On entend journellement célébrer les bienfaits du jardinage
pour la santé physique : il n'est pas de quinquagénaire ou même de
sexagénaire pratiquant cette occupation en amateur qui ne lui attribue la
conservation de sa souplesse, l'élimination de son acide urique et la rubicondité
de ses joues, dont ses amis lui font compliment.
Mais on ne parle jamais de sa valeur éducative et de ses
bienfaits dans l'ordre moral. Il y a bien longtemps, lorsque je fréquentais
l'école communale de mon village gâtinais, l'instituteur nous conduisait, deux
fois l'an au maximum, à ce que l'on appelait pompeusement « le champ
d'expériences », où il était censé nous donner quelques notions
élémentaires sur l'agriculture et l'horticulture. Le brave homme voyait sans
doute dans cette expédition semestrielle une simple corvée, et les galopins que
nous étions n'y voyaient, eux, qu'une promenade le long des haies chargées de
prunelles ou de mûres. L'un et les autres avaient grand tort, et j'ai découvert
depuis que ces sorties auraient dû fournir à notre maître l'occasion d'une
leçon sur le profit qu'un adolescent peut et doit tirer du jardinage pour la
formation de son caractère d'homme, c'est-à-dire pour son éducation de futur
travailleur, de futur chef de famille et de futur citoyen.
Le jardinage est d'abord une école de patience et de soumission
à la nature. On travaille dans un jardin en vue de résultats non immédiats.

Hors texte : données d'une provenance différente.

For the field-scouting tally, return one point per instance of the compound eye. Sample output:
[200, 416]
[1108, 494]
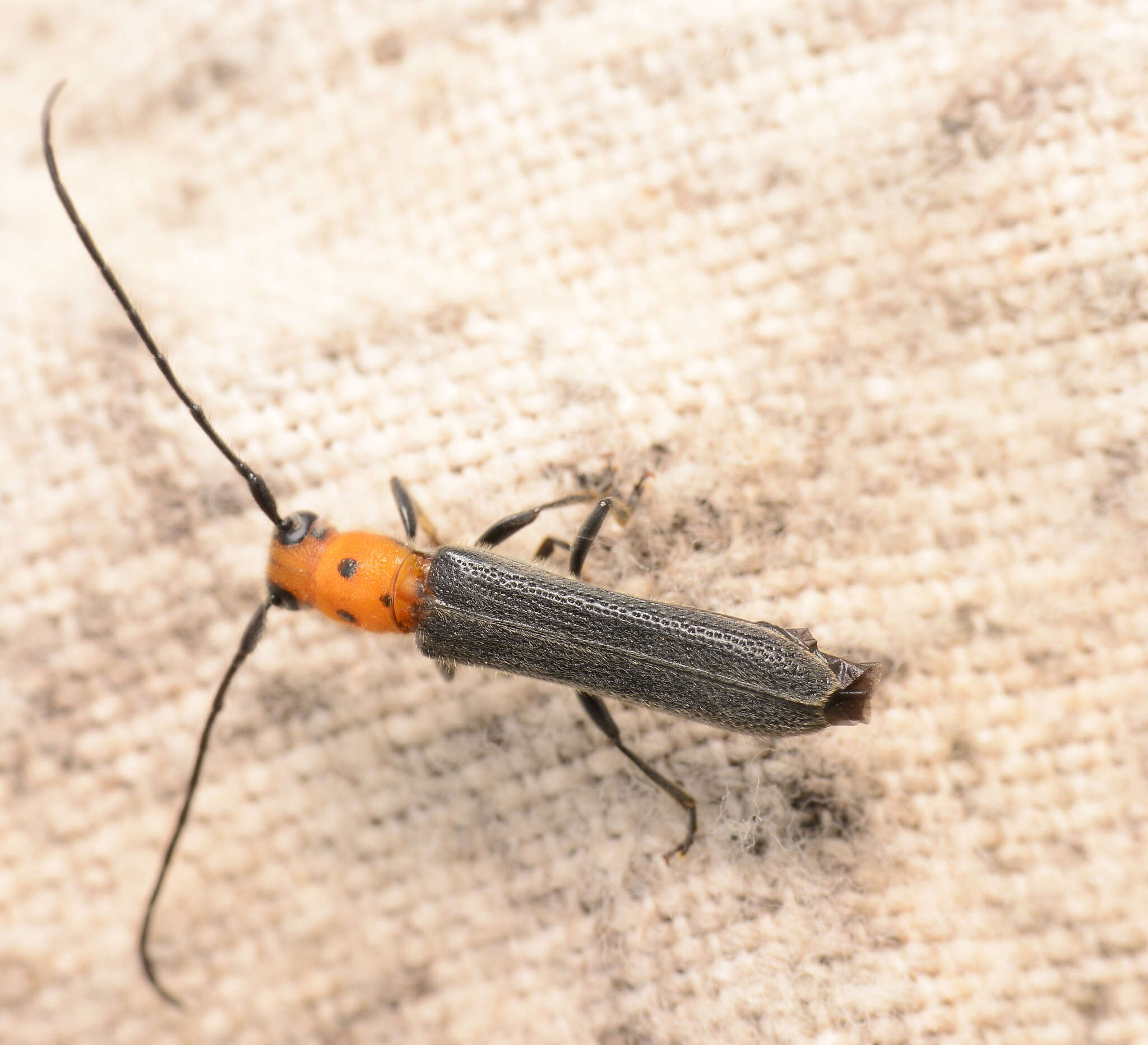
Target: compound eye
[281, 598]
[298, 526]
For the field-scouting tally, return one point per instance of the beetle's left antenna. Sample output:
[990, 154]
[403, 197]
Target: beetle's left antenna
[255, 483]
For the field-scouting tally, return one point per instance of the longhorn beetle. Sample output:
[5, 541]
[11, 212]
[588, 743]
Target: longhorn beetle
[470, 605]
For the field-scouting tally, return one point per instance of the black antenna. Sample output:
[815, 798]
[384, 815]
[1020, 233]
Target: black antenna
[260, 491]
[255, 483]
[247, 644]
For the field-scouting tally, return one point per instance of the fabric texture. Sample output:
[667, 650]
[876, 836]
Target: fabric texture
[863, 285]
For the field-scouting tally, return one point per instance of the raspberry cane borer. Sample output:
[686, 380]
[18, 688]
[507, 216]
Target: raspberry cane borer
[470, 605]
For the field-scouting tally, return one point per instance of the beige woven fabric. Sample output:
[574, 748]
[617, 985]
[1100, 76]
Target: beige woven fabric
[864, 285]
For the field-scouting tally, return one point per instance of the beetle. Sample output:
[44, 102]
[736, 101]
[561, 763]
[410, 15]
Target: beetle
[473, 607]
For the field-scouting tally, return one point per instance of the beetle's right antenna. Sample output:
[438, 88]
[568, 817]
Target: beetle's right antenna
[255, 483]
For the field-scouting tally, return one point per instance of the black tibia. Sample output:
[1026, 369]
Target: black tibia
[600, 715]
[587, 535]
[410, 512]
[624, 508]
[405, 506]
[511, 525]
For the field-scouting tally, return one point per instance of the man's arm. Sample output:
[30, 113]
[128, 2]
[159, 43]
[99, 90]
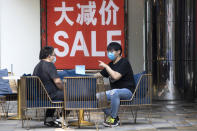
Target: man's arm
[58, 82]
[114, 74]
[98, 75]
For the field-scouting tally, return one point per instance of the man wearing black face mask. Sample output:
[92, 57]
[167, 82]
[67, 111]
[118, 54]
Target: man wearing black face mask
[121, 78]
[47, 72]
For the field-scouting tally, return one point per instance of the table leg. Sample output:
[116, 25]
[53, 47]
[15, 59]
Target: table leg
[81, 121]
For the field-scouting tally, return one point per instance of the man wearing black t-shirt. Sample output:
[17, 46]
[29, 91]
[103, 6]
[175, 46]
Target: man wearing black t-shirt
[121, 79]
[47, 72]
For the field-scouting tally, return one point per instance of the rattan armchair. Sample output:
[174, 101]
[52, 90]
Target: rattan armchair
[142, 97]
[34, 96]
[84, 93]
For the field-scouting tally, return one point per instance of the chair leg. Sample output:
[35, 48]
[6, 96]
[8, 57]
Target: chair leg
[150, 115]
[63, 117]
[134, 113]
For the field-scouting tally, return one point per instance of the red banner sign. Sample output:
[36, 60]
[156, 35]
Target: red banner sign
[80, 30]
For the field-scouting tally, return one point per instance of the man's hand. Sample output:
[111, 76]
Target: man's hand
[102, 64]
[58, 82]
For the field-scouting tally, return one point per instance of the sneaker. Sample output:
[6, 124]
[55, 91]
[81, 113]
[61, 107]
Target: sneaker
[112, 122]
[51, 124]
[60, 121]
[109, 117]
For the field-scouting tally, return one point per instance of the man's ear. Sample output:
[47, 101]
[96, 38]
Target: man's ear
[119, 52]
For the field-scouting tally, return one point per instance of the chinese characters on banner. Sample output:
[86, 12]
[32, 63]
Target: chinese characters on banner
[80, 30]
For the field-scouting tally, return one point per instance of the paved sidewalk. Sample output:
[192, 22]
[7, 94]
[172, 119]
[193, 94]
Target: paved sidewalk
[166, 116]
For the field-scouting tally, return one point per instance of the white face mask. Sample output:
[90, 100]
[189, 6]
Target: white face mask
[54, 60]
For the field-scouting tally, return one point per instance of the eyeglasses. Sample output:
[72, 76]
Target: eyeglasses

Il faut faire des plans à l'avance et en préparer la réalisation
méthodique. Lorsque vous voulez semer telle ou telle graine, vous devez
d'abord préparer la terre en temps voulu, semer à la période favorable, donner
au terrain les soins et façons appropriés, tenir compte des conditions
climatiques et de la nature du terrain, ce qui demande du jugement et du
bon sens. Parfois, malgré toute votre expérience et vos précautions, les
résultats sont compromis par des intempéries imprévues, un gel prématuré, des
orages de grêle, des pluies prolongées. Il faut se soumettre et recommencer,
s'il est encore temps, ou remettre à l'année suivante. Et puis, la graine une
fois mise en terre, il faut encore de la patience pour attendre sa levée,
suivre les progrès de la petite plante jusqu'à son plein développement. Et ne
faut-il pas une constance voisine de la sainteté pour arracher les mauvaises
herbes en sachant que tout sera peut-être à recommencer le lendemain ?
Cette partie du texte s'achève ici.